As the temperature Thursday pushed 100 degrees, Sanfilippo was hot but excited after experiencing the layout the United States Golf Association has chosen for the 2015 U.S. Junior Amateur Championship.
"This golf course is going to stand up to the test of all the junior golfers, the world's best," said Sanfilippo, the USGA's director of the Junior Amateur and U.S. Senior Amateur. "It's going to be one of those golf courses that are going to challenge them not only off the tee, but coming into the green, with all the undulation. They're going to have to use every club in their bag in order to manage through this golf course that Pete Dye designed. It's really awesome."

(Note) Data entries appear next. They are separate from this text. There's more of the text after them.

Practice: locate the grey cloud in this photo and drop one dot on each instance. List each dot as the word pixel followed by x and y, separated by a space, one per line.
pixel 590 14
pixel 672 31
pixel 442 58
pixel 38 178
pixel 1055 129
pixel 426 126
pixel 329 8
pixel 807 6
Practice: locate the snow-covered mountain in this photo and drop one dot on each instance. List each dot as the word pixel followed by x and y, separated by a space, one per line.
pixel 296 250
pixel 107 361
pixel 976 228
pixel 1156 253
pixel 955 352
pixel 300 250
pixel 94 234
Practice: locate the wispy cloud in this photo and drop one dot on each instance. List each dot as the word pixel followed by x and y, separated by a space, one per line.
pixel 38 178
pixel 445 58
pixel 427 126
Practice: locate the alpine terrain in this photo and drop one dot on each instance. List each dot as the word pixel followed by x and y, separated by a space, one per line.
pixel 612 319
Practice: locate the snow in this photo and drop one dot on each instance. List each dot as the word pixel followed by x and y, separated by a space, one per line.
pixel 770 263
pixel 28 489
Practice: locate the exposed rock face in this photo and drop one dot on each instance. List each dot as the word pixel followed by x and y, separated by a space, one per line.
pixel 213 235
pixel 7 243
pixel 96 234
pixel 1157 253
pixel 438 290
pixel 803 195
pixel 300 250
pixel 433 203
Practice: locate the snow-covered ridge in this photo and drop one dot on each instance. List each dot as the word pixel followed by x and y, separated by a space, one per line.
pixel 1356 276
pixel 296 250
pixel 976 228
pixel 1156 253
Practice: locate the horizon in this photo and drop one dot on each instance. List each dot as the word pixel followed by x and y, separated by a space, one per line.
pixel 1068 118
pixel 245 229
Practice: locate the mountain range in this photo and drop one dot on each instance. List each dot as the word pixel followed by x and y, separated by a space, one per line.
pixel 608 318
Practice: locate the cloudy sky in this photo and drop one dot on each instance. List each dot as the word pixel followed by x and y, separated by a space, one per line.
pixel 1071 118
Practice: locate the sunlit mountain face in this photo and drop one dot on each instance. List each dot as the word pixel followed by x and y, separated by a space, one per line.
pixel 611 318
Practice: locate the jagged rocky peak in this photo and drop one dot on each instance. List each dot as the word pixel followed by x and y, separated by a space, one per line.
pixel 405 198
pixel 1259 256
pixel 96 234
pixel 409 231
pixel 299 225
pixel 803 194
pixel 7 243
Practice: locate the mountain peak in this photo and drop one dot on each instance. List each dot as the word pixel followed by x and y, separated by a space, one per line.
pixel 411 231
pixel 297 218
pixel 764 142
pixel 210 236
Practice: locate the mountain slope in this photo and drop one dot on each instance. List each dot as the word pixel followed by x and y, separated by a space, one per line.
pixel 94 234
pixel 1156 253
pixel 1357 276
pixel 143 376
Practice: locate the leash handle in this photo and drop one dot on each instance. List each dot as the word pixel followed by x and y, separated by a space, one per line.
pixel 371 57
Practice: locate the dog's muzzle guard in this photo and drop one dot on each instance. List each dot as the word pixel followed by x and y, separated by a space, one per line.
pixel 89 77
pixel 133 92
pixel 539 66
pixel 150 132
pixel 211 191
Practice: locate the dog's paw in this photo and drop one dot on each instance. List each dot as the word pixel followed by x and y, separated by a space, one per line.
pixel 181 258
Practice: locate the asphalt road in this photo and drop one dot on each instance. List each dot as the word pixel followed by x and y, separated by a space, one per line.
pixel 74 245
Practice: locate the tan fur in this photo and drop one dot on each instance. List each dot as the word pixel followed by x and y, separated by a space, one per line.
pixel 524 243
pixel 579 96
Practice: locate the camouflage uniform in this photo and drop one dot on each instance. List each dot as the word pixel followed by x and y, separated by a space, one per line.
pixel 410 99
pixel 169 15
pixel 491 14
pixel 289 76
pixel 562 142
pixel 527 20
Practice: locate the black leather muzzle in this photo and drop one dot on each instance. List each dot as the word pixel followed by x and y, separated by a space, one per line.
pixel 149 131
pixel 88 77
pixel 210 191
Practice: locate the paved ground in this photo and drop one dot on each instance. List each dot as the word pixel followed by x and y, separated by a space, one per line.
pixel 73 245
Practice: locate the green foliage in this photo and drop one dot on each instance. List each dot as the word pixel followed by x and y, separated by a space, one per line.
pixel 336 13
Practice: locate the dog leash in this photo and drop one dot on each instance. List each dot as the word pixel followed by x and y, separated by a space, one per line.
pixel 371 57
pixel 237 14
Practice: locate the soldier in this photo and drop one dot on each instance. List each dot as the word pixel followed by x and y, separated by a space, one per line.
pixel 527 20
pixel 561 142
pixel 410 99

Sanfilippo officially announced the venue as the site of the 2015 championship to a crowded room of Colleton River members and local dignitaries. The Junior Am will be the course's first USGA championship and will include two rounds of stroke play to determine the 64 players to advance to match play. The championship ends in a 36-hole final.
The process began more than two years ago with a letter from the club to the USGA, expressing interest in hosting a U.S. Open sectional qualifier and a U.S. Senior Amateur. USGA officials visited the site in April 2011 and liked the walkability and challenge of the Dye Course.
The par-72, Pete Dye design has hosted numerous USGA qualifiers, including its third U.S. Open local qualifier in May, U.S. Amateur sectional qualifiers in five of the previous six years and a U.S. Senior Open sectional qualifier. The course held the S.C. Golf Association's S.C. Amateur last year.
Members welcomed the chance to block off a week for the club's first USGA championship, said Al Thiess, Colleton River board chairman.
"I've always had the view, and our members have the view, that when you have a great golf course, I think once in a while-- not every year, but once every five or 10 years -- you ought to let the best players of some group of golfers play that golf course. You kind of owe that back to the game. I'm sure we'll look forward to another one if this goes well, which I'm sure it will."
Sanfilippo said once the golf course was deemed worthy, the logistics had to work. The clubhouse and locker rooms had to accommodate 156 players and allow movement of hundreds of people each day. After that, the USGA committee looked at local hotels and airports and the proximity to the course.
Colleton River fit the criteria. Sanfilippo said it would be up to the hosts as to whether the USGA brings the club another championship.
"Look at our track record with some of the venues we have repeated, because the golf course is great, the staff is great and the venue is spectacular," Sanfilippo said. "It would be up to the host club to see what else they'd be looking for down the line."